The rise of the app should have signalled even larger warnings. All this long before market share was in any danger.

It would have given time to (if you wanted to stay put) raise the alarms internally, propose projects, become one of the people who’d head the danger off before it became a real problem.

Alternatively, it would have bought several years to consider your own and your family’s future, to make a move something that serves everyone’s needs, not just a sudden panic-driven need.

In a world where real estate values can suddenly lock up making houses hard to sell at a reasonable price, where companies are shedding staff, making finding two jobs harder than before, and where your community can be in a downdraft even while others are booming (and pricey as a result), this can be the difference between preserving and extending your family’s wealth, or consuming it.

Right now we’re in a situation where governments are broke, have made promises they can’t afford to keep, and can’t afford to back away from. We’re in a world where no price signal has managed to increase resource production, suggesting that something, at least, is different from what we’re used to. We’re watching name brands shake and fall. There’s great uncertainty — and its counterpart, great opportunity.
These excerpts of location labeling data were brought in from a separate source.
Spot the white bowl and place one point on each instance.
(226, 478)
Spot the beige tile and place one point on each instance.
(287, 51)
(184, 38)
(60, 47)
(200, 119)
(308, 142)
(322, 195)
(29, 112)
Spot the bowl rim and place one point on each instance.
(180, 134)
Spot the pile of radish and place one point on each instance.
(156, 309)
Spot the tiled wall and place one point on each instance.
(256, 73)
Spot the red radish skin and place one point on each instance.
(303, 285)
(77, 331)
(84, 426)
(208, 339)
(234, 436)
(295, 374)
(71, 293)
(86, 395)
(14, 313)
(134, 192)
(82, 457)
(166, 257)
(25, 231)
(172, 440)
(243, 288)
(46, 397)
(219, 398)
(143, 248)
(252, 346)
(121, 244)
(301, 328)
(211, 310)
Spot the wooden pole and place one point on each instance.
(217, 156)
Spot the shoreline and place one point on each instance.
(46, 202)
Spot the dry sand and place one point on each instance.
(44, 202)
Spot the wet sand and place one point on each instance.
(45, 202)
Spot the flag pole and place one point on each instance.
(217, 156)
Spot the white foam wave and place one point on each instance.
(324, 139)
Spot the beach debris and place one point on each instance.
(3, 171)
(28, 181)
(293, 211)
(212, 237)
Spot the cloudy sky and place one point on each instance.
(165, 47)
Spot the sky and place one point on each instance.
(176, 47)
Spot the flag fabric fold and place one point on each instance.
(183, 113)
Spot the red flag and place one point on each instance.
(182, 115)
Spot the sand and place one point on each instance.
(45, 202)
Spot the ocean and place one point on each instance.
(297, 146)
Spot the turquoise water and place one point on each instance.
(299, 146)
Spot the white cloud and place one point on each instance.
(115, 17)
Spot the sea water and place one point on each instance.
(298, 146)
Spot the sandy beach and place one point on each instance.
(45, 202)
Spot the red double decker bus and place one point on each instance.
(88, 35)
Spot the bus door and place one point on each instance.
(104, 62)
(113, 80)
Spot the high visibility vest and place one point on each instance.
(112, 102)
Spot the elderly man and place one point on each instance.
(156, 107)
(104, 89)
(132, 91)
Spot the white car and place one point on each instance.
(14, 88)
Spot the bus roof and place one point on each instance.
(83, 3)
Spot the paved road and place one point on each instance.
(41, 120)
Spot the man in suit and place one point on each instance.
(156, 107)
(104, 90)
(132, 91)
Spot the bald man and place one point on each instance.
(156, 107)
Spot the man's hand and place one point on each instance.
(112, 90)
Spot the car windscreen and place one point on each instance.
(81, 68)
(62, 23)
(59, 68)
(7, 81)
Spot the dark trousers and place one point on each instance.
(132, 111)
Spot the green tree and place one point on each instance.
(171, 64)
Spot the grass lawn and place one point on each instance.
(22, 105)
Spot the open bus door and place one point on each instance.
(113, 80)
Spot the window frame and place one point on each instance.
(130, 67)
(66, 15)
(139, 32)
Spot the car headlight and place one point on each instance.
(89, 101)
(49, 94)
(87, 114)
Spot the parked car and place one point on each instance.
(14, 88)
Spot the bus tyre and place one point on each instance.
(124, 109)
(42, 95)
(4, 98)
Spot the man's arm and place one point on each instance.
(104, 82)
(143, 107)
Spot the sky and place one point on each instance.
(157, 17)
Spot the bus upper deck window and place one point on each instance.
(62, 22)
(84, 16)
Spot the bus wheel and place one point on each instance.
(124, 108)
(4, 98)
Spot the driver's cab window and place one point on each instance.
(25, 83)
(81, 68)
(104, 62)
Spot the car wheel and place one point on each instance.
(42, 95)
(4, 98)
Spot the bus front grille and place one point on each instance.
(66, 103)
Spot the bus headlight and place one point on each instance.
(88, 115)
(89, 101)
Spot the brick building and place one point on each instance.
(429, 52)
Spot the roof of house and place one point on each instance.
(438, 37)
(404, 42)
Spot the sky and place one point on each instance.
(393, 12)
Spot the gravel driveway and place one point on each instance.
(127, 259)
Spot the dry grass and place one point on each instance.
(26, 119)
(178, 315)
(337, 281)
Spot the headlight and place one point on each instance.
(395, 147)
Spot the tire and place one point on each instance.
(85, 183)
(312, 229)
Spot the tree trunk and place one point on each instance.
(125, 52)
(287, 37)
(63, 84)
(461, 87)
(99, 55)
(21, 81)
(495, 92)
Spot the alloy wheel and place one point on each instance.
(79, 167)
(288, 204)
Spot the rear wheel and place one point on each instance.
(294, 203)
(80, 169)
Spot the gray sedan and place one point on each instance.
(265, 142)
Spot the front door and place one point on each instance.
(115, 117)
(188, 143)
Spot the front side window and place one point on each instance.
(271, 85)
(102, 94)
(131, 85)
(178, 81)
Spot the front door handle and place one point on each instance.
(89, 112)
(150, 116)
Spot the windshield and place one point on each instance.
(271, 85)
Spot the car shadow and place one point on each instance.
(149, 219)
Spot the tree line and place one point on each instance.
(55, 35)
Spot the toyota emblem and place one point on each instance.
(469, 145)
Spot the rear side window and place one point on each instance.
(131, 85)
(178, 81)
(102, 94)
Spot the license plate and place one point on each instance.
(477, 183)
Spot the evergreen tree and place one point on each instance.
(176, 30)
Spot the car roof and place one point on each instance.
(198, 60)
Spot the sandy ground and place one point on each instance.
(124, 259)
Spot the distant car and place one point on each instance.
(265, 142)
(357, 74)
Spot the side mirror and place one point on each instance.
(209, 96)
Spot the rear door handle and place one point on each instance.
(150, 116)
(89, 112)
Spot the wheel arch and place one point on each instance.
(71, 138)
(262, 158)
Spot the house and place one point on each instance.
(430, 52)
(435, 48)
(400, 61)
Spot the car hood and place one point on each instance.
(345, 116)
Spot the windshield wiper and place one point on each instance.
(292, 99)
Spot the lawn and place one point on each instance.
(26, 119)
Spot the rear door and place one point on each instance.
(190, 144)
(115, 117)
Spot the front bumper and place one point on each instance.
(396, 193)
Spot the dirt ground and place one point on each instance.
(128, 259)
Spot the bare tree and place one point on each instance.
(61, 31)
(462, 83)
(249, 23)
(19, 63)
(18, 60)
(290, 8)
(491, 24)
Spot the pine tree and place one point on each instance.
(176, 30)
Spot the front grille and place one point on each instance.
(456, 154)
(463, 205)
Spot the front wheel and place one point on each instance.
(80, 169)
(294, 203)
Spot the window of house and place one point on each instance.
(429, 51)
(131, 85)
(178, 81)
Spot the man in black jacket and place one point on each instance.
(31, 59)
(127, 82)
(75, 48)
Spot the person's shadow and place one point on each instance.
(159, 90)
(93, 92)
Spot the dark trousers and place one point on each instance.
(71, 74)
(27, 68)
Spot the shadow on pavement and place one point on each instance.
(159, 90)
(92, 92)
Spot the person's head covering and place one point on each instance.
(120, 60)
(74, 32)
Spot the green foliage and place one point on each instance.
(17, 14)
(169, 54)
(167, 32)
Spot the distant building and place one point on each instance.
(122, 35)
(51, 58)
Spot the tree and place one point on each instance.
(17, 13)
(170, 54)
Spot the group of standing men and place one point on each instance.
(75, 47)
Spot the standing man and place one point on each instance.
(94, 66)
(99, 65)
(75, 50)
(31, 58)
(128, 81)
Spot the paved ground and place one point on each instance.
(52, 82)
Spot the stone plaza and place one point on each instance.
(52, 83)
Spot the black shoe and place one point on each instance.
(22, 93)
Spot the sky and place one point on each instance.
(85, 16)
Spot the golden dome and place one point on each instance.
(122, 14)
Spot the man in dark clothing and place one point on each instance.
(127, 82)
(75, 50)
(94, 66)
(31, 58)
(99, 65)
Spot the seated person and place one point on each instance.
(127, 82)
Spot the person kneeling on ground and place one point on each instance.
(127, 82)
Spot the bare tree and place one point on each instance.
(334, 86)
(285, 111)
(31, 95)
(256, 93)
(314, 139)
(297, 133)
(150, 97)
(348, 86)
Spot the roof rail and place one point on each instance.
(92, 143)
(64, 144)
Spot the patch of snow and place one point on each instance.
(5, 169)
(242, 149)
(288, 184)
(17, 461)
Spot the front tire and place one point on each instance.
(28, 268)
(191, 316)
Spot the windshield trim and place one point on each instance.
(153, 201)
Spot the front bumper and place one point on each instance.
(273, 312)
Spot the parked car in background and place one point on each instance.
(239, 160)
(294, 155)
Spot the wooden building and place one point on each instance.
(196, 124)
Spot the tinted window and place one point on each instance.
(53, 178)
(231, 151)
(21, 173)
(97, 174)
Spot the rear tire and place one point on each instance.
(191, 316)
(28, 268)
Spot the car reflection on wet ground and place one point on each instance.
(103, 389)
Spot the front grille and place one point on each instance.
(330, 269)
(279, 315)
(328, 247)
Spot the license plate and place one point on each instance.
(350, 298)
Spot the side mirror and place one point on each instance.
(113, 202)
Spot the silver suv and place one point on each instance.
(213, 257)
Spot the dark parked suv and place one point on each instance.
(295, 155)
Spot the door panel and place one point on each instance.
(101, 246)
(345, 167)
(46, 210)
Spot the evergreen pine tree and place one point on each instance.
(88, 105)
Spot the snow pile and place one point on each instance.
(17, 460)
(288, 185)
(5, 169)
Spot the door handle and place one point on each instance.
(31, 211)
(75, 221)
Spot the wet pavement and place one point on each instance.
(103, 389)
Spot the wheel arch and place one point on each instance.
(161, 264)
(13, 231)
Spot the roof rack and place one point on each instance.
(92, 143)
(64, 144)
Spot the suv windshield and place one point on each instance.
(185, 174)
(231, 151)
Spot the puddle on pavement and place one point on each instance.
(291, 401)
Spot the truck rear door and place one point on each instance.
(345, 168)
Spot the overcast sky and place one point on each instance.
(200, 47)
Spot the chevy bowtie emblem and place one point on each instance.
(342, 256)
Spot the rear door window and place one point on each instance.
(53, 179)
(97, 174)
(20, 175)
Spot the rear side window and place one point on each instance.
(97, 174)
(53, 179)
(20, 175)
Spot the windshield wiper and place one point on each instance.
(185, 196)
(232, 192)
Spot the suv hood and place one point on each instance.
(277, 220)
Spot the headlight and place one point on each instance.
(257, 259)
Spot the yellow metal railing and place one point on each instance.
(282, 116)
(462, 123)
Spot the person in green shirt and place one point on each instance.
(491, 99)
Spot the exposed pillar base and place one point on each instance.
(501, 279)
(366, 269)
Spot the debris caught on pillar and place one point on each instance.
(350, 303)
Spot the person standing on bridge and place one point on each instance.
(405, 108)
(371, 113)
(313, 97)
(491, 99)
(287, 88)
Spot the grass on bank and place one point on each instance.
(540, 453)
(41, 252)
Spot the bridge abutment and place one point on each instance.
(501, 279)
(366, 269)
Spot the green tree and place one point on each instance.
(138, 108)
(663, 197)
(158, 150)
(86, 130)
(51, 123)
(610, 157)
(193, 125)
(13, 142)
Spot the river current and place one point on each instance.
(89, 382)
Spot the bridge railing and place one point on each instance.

If you’re trusting to the business pages, or the television news, or your industry’s trade magazine, to know what’s going on, you’re missing the signals that will make a difference to your life.

That’s why an active program of personal due diligence matters, both seeking out information and watching for signals yourself, and working with others who are observing and distilling the patterns that are hiding out of sight of the headlines.

What works has changed. It’s time you did, too.